Naturally, living in SF came as a jolt… as did Seoul and Hyderabad this past year. From small slips (like the first time grocery shopping in Seoul, when I forgot to take a backpack and hauled sooo many heavy bags back to the res hall) to major mistakes (like when I didn’t cover my head before entering a particular Hindu temple in Hyderabad or shook a Muslim man’s hand in SF not knowing that he only wanted to make skin contact with his wife), I have learned to adjust to the culture around me.
Through trial and error, I’ve gathered a personally-tested and personally-proven arsenal of adjustment tips and tools:
- Give yourself time — adjusting is a process and if you do not recognize this, you will struggle to progress. Regardless of how emotionally strong or resilient you are, a little kindness and patience for yourself will go a long way when you get frustrated. Expecting yourself to adjust quickly is not always realistic and can lead to toxic self-shaming.
- Talk openly about the adjustment with the people around you — most of them will be adjusting right alongside you. By opening this topic of discussion, you may prompt suggestions, advice, or simply solidarity to know that you are not in this alone.
- Find ways of relieving stress — whether that means calling a solid friend, picking up mindfulness practices, working out regularly, facing the stressor head-on, or something else, an outlet for stress is always beneficial.
- Keep an open mind and do not assume that you know best (or that your way is best) — Consider the importance of being socially responsible more than being “right.” So put aside your judgement (but not common sense).
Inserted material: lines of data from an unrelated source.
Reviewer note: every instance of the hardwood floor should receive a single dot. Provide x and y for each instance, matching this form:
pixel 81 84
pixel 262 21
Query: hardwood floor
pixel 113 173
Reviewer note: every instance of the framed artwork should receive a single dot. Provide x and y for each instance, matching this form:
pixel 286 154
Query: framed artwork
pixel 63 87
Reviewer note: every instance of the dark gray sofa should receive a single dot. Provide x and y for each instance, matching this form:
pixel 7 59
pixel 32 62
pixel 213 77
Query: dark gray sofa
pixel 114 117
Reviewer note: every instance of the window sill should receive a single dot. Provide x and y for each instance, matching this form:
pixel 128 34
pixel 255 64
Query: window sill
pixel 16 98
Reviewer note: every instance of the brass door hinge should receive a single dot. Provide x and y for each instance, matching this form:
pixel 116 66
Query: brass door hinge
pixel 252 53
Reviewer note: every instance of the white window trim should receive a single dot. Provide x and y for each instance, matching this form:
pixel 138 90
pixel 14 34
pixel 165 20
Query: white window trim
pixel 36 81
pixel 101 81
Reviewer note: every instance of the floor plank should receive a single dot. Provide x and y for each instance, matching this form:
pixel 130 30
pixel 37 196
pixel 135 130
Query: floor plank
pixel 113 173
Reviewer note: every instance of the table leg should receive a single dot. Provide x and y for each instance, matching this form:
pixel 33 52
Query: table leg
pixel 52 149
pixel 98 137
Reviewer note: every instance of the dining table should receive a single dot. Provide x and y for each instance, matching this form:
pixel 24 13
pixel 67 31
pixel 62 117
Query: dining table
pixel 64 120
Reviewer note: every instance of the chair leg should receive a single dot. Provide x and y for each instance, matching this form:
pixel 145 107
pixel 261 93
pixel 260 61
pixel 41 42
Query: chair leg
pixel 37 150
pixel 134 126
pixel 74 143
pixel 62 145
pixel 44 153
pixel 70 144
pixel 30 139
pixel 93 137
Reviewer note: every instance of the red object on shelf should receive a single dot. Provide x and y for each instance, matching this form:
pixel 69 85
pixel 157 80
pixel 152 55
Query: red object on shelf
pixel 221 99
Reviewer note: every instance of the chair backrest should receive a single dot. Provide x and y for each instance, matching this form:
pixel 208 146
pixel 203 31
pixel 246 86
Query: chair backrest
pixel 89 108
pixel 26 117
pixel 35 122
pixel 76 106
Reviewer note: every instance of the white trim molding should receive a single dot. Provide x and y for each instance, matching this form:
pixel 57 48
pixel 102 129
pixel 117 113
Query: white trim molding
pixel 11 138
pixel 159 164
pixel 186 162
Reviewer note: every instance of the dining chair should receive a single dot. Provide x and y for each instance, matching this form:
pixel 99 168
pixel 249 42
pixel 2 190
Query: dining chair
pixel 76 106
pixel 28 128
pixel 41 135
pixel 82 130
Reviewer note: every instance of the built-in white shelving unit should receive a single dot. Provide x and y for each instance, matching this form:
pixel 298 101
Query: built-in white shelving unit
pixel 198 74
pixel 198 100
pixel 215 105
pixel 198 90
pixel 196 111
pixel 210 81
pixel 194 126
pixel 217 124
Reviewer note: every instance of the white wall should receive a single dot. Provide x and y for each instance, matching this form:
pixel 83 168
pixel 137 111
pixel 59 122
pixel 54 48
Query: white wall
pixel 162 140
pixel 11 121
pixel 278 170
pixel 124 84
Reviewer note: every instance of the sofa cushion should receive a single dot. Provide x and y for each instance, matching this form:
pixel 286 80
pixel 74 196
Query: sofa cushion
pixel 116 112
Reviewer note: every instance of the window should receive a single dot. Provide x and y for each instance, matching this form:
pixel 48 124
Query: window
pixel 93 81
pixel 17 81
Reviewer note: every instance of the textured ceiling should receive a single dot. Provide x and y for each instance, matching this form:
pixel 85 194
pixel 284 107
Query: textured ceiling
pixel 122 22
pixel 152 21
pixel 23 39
Approach differences with compassion and curiosity. Just because something is different doesn’t mean it’s wrong, like Korea’s metal chopsticks instead of the wood ones common in the U.S.
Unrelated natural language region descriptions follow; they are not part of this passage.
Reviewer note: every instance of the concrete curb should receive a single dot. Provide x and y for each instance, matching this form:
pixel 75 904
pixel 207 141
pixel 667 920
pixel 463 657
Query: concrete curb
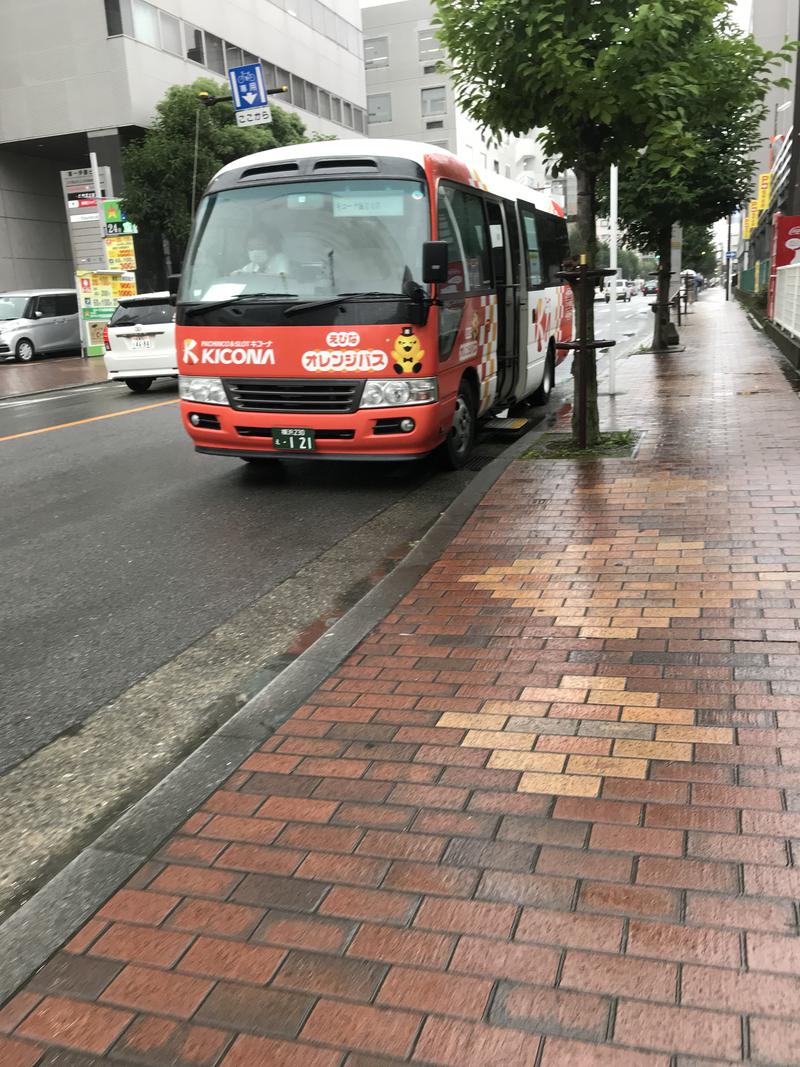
pixel 43 393
pixel 31 935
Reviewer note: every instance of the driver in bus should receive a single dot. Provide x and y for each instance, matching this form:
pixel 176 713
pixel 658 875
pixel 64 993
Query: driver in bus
pixel 265 254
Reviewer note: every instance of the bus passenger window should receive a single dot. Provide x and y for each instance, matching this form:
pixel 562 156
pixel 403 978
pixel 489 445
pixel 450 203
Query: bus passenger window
pixel 531 248
pixel 554 243
pixel 468 218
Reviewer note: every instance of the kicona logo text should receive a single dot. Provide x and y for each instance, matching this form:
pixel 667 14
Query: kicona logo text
pixel 228 353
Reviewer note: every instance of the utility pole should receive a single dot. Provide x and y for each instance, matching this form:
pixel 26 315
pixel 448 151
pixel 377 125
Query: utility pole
pixel 729 260
pixel 613 250
pixel 793 206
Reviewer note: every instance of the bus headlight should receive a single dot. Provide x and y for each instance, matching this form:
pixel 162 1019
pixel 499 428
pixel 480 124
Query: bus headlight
pixel 202 389
pixel 399 392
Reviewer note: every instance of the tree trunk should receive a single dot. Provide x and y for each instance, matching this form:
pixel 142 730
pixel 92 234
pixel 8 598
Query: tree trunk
pixel 585 367
pixel 661 324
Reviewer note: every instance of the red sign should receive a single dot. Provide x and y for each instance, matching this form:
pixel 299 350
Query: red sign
pixel 785 250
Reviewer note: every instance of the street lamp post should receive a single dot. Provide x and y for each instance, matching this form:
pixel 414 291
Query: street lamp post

- Find small ways to build a routine — this gives you a sense of normalcy and control even in the craziest of circumstances. For me, having my own morning routine is a key part of transitioning into and out of new environments. In SF, my routine involved walking to my favorite cafe for class. In Seoul, a few minutes reading on my bed replaced the daily walk. While in Hyderabad, I found solace sitting on my balcony with a cup of chai in the cool of morning.
- Dig into a few creative pursuits — maybe this is an instrument (like my flatmate in India who picked up a cheap guitar), art medium, or writing form to return to or start anew. Personally, journaling has helped carry me across countless cultures over the years.
In total honesty, we do not always enjoy culture shock, Pandemic Shock, or really any change at all. We may honestly still think deep down that our way was better or that the current restrictions are ‘overblown,’ ‘ridiculous,’ or ‘burdensome.” But cultural adjustments are not always for you. They are also for the people around us to be safe and cared for.
Because, let’s face it, the pandemic is not over. The effects will linger for a long time to come — and who knows what other unforeseen changes may come in the future. Being prepared to adapt, adjust, and transform will help you grow into a more socially responsible individual.
As we all adjust to new video-calling platforms, social norms and expectations, educational functioning, international regulations, and everything in between, overcome the Pandemic Shock with kindness and graciousness, for others and for yourself. At the end of the day, you can’t leave yourself behind just like you can’t ignore that this is not just about you. This is a long way from over; but we can and we will overcome and transform through the journey, despite the growing pains along the way.